И теперь по словам матери Ксана поняла, что дядя Митя все-таки «не выдюжил».
Зайдя в сени, мать хлопнула дверью так, что вздрогнул весь дом.
А от крыльца, из-за угла дома, вышел с фанерным чемоданчиком в руке дядя Митя. Он глядел под ноги и чуть не прошел мимо Ксаны.
Остановился. Кашлянул.
– Ты, Ксан, заходи, а? У меня ж никого, в общем… И учись. Я, значит, помогу, если что… Бывай…
Дядя Митя натянул козырек фуражки на глаза, дернул себя за ус и зашагал, не оглядываясь, в сторону Ермолаевки.
Бабка Зина, что жила на Парковой улице в доме четырнадцать, где он бессчетное количество лет снимал себе комнату, будет рада возвращению своего постояльца.
Ксана глядела в спину дяде Мите, пока он не скрылся на тропинке за акациями, потом осторожно поднялась на крыльцо. Хотела оставить букет на улице, передумала и вошла в дом с букетом.
Мать, лежа на кровати лицом к стене, плакала. Услышав, как скрипнула дверь, оглянулась, потом села, тыльной стороной ладони утерла глаза и, вопреки ожиданиям, сетовать не стала.
Ксана от пяток до макушки была похожа на мать: что глаза, что нос, что уши, мочки которых у Ксаны давно уже были проколоты, но сережки носить ей было рано, а мать в минуты жалости к самой себе любила повторять: «Умру вот – тогда мои вденешь». Коса у матери была длиннее Ксаниной, и, сколько помнит себя Ксана, мать всегда носила ее два раза обернутой вокруг головы.
– Ушел твой родимый…
Ксана не ответила.
– Побыл – и хватит, – проговорила мать, обращаясь к стене или потолку. – Все вы так. Пока нужна. А потом бросите…
Ксана взяла со стола пустую стеклянную банку и тихо прошла в кухню набрать воды для букета.

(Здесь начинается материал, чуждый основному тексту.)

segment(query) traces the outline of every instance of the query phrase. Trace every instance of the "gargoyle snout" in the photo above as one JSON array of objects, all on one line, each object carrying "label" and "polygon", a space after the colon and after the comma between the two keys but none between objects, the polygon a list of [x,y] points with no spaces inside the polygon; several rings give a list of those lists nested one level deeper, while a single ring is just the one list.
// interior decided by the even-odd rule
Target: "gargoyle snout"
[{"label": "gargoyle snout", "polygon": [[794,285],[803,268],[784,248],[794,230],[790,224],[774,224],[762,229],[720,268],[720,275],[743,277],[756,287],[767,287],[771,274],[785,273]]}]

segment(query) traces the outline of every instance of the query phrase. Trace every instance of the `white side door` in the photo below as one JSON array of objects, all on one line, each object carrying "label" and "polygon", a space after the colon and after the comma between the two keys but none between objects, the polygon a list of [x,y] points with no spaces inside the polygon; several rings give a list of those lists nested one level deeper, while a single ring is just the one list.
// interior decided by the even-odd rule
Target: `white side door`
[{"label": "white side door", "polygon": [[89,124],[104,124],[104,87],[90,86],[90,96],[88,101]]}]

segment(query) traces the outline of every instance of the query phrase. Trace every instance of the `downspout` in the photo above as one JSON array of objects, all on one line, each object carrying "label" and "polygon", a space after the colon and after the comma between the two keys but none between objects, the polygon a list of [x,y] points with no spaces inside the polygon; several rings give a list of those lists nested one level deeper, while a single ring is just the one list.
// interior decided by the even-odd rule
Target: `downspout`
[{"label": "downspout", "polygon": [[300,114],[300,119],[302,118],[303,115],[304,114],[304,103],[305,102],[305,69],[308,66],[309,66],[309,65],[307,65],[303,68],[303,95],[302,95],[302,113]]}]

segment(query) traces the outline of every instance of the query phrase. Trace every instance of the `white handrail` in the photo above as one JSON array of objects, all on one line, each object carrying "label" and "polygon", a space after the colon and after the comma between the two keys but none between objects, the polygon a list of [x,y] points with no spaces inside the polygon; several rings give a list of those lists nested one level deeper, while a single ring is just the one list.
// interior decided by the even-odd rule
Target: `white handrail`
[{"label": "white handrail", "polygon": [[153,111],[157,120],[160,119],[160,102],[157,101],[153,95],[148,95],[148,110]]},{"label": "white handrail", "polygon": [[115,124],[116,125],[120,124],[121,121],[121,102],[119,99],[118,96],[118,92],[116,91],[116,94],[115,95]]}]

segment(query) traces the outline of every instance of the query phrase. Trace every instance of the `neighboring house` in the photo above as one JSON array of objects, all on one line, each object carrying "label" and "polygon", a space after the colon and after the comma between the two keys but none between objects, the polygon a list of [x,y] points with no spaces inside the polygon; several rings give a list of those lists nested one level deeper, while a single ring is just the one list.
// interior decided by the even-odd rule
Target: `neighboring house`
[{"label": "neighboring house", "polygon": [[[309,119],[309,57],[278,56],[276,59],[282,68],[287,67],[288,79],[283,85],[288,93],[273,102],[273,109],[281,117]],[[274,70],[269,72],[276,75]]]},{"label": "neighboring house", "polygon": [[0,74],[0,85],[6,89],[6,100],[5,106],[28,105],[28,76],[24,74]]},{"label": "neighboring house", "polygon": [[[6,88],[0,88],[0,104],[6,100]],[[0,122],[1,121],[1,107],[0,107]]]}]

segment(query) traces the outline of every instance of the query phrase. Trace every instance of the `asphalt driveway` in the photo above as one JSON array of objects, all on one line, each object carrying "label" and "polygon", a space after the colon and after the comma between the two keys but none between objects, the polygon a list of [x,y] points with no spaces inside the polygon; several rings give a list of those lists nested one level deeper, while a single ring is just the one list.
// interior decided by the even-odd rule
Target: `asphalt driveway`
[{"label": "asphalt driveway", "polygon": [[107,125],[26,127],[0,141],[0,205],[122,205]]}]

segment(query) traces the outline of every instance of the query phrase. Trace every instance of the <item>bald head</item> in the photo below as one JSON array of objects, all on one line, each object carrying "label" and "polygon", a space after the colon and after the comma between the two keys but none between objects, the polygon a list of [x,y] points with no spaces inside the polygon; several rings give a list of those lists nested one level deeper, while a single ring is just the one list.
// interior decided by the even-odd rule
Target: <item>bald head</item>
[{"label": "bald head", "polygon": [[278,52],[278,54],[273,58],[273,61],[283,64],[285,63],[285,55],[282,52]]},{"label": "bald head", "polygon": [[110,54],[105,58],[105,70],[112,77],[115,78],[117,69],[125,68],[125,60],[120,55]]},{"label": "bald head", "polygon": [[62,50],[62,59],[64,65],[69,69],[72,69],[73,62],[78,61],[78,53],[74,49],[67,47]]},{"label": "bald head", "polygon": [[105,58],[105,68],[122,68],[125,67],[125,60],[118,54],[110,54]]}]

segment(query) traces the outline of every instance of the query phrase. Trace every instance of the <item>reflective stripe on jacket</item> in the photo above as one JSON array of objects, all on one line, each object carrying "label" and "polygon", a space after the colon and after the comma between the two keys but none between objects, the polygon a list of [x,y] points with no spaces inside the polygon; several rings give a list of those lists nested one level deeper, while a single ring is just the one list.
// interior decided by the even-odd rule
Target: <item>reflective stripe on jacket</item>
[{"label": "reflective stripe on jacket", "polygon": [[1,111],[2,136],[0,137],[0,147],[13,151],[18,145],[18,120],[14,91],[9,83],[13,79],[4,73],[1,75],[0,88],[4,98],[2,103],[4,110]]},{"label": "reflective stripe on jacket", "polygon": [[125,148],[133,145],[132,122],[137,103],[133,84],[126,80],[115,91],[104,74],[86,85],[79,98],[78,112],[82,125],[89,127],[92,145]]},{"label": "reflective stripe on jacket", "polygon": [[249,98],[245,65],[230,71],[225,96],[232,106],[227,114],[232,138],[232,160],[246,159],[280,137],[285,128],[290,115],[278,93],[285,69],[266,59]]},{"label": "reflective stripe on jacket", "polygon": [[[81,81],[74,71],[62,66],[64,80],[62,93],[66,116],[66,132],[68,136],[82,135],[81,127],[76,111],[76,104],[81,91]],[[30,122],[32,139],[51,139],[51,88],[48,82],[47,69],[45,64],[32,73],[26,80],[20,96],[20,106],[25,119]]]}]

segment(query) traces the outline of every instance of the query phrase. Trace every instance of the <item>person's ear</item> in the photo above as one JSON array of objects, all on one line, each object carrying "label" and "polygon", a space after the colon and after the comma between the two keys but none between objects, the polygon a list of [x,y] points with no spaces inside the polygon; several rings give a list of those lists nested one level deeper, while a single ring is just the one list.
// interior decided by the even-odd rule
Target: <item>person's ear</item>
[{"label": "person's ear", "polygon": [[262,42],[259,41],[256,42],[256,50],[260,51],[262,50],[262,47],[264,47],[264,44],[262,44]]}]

– Есть будешь? – спросила мать.
– Нет… – помедлив, отозвалась Ксана.
– Может, аппетит пропал?
Ксана не ответила. Возвратившись в горницу, молча поставила букет на стол. В простенке между окнами, как раз над цветами, висели в двух рамках фотографии: Ксаниного деда, Ксаниной бабушки, матери, трех материных братьев, что погибли во время войны, несколько фотографий Ксаны… Год назад мать подложила под стекло в одну из рамок фотографию дяди Мити: еще молодого, с черными, загнутыми вверх усами. Вытащит мать фотографию или нет?
– Что не отвечаешь?
– Я же, мам, сказала – не хочу.
– Избаловалась ты за этот год. Смотри у меня! – И добавила, оправляя подушки: – Слишком много воли стало… Валяете дурака…
Ксана поглядела на русый затылок матери и незаметно скользнула в другую комнату, что была ее «собственной». Здесь она спала, здесь готовила уроки, здесь пряталась на время от шумных материных бесед с дядей Митей.
Ксана выглянула в окно и сначала увидела только пыльный след по дороге от леса, потом вынырнул из небольшой ложбинки на склоне велосипед, и Ксана разглядела даже, как полощется на ветру Димкина рубаха.
Он правил одной рукой, потому что другой удерживал букет посредине руля.
Потом он опять ненадолго скрылся в низине.
Затем показался уже на подъезде к дому тети Полины. А против дома Ксаны – может, умышленно, а может, случайно – притормозил и глянул на окна.
Ксана отошла в глубь комнаты.
– Иди ешь! – крикнула из кухни мать.
– Иду… – отозвалась Ксана.
* * *
Дядя Митя с незапамятных времен был в округе единственным и полномочным представителем закона. Большой, неторопливый, с лихими, вразлет, усами, он принял когда-то – уже не помню когда – сельский участок Ермолаевка – Холмогоры и, внушительный при своей могучей фигуре, сразу стал для всех дядей Митей, хотя лет ему тогда едва перевалило за тридцать. Но годы шли.